The standard of care which is owed to people as a patients is that which represents that level of skill, expertise, and care possessed and practiced by physicians found in the same or similar community as the relevant one, and under similar circumstances. However, the advent of “national board” exams for new doctors and “board certifications” for doctor-specialists has resulted in a more uniform and standard practice of medicine not dependent upon geographic locality.
All licensed physicians should possess a basic level of skill and expertise in diagnosing and treating general or recurring types of illnesses and injuries. Thus, a general practitioner who has administered substandard cardio-pulmonary resuscitation (CPR) to a heart attack victim (who subsequently dies as a result of the substandard care) cannot defend that he or she was not a “cardio-pulmonary specialist.” A general practitioner from virtually any other area in the United States could most likely testify as to the level of care and expertise that is to be expected under the circumstances. Conversely, a board-certified cardiopulmonary specialist could not testify that the general practitioner should have done everything that the specialist might have done with his advanced skill and training. Nor, under the locality rule, could an oncology specialist in private practice in Smalltown, U. S. A., be held to the same standard of care as an oncology specialist in a large urban university teaching hospital that has state-of-the-art equipment and facilities.
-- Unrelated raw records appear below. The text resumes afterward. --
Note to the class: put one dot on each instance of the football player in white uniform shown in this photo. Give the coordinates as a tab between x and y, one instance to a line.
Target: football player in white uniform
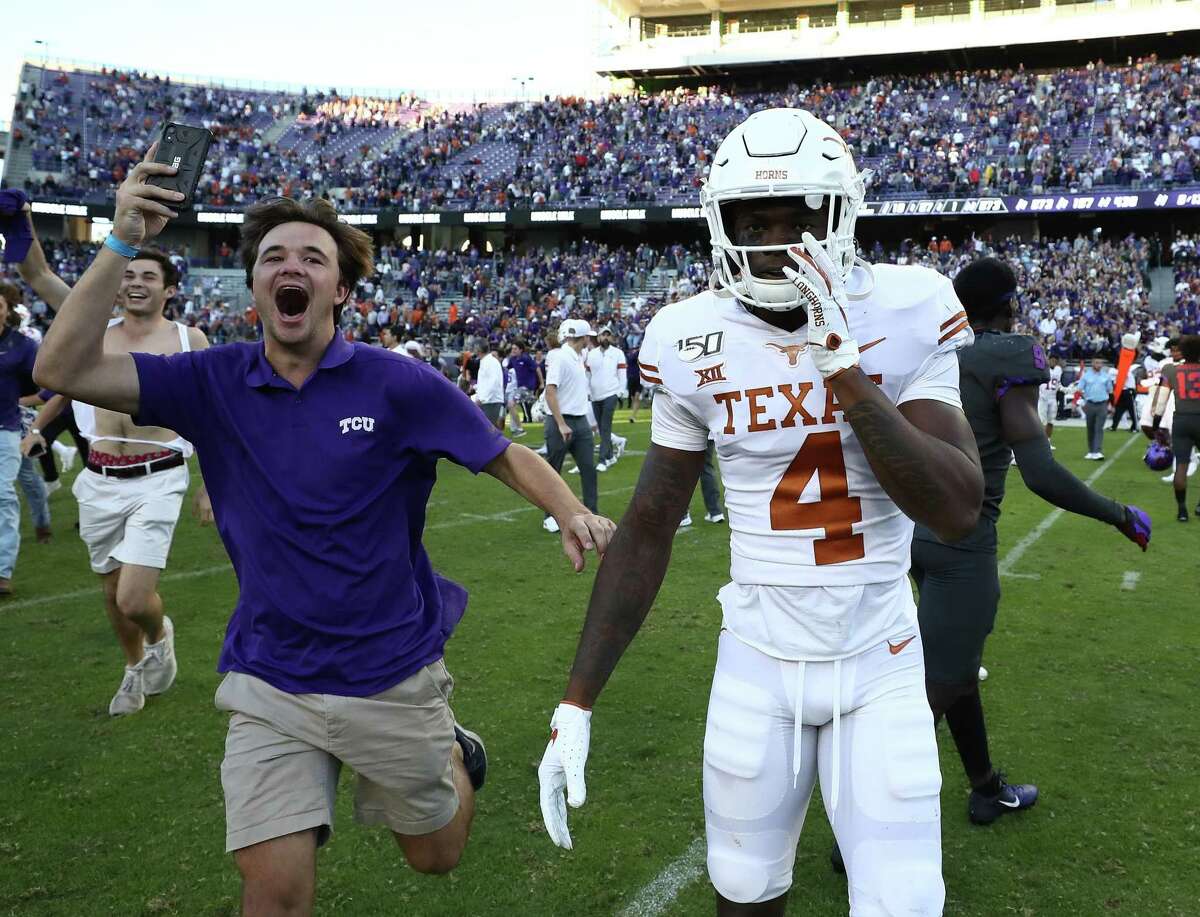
832	393
1048	397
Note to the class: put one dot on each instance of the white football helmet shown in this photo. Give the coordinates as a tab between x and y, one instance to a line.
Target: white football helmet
773	154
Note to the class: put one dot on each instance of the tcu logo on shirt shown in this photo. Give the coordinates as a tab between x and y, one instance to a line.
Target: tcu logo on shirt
349	424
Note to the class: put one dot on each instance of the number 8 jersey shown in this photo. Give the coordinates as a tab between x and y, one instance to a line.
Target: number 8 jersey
803	503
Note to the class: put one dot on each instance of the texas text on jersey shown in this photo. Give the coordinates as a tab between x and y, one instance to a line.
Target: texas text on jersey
804	507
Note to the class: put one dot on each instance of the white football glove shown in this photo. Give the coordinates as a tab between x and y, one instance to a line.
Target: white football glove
825	295
562	768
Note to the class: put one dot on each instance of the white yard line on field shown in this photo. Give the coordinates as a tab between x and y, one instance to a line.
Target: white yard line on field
659	894
471	519
95	589
466	519
1017	551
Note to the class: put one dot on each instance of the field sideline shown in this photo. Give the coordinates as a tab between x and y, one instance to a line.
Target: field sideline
1090	690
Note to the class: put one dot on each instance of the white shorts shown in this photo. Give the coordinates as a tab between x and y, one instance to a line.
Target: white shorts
877	762
130	520
1048	409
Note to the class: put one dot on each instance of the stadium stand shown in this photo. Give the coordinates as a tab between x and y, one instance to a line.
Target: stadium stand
970	132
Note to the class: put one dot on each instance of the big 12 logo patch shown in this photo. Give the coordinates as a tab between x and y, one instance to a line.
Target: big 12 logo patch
700	346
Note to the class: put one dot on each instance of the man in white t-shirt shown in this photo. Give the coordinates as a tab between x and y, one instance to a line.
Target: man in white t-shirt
389	340
490	384
833	399
605	365
565	421
1048	397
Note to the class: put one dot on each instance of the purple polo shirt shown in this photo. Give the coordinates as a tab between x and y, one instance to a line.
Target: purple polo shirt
17	355
319	497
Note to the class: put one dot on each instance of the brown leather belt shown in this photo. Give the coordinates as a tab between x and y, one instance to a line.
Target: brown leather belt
137	471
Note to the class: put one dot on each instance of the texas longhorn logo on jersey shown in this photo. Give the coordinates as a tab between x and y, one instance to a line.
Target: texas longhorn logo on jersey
711	375
792	351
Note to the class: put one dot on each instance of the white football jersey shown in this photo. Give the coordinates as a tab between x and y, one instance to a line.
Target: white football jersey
804	507
1049	389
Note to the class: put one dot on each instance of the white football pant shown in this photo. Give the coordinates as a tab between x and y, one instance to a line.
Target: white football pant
867	729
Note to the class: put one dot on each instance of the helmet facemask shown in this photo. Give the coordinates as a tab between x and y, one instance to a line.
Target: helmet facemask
731	261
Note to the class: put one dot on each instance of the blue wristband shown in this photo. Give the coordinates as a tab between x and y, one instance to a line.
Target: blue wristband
124	249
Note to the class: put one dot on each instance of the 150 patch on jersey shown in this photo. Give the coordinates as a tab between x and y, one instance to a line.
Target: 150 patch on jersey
700	346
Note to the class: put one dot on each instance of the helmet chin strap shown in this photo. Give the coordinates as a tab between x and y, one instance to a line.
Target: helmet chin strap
773	292
857	294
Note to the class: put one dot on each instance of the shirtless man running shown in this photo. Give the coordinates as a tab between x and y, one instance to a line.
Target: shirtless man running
132	487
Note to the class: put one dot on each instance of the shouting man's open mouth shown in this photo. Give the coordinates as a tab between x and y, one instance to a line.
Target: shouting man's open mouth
292	301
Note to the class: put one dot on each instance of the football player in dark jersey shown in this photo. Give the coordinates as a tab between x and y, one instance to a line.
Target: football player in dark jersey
959	583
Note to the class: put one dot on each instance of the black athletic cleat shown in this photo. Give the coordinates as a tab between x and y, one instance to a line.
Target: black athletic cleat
474	755
835	861
1012	797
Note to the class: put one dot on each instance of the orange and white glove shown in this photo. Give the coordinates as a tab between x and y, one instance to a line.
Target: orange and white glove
562	769
825	299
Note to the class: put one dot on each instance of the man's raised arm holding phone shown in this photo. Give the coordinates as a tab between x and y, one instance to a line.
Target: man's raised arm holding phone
72	360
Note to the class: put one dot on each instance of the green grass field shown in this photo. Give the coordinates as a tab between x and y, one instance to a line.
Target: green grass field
1090	695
Because doctors are often reluctant to testify against their colleagues (referred to by lawyers as the “conspiracy of silence”), it may be difficult to find an unbiased expert willing to testify against a negligent doctor or label the care as substandard. This is resistance applies even when they practice on opposite sides of the country: they may know one another from the national board certifications or fellowship programs established for specialists. Moreover, truly competent doctors usually communicate with one another for professional “brainstorming” on diagnosing or treating some conditions or may collaborate in research or academic publications.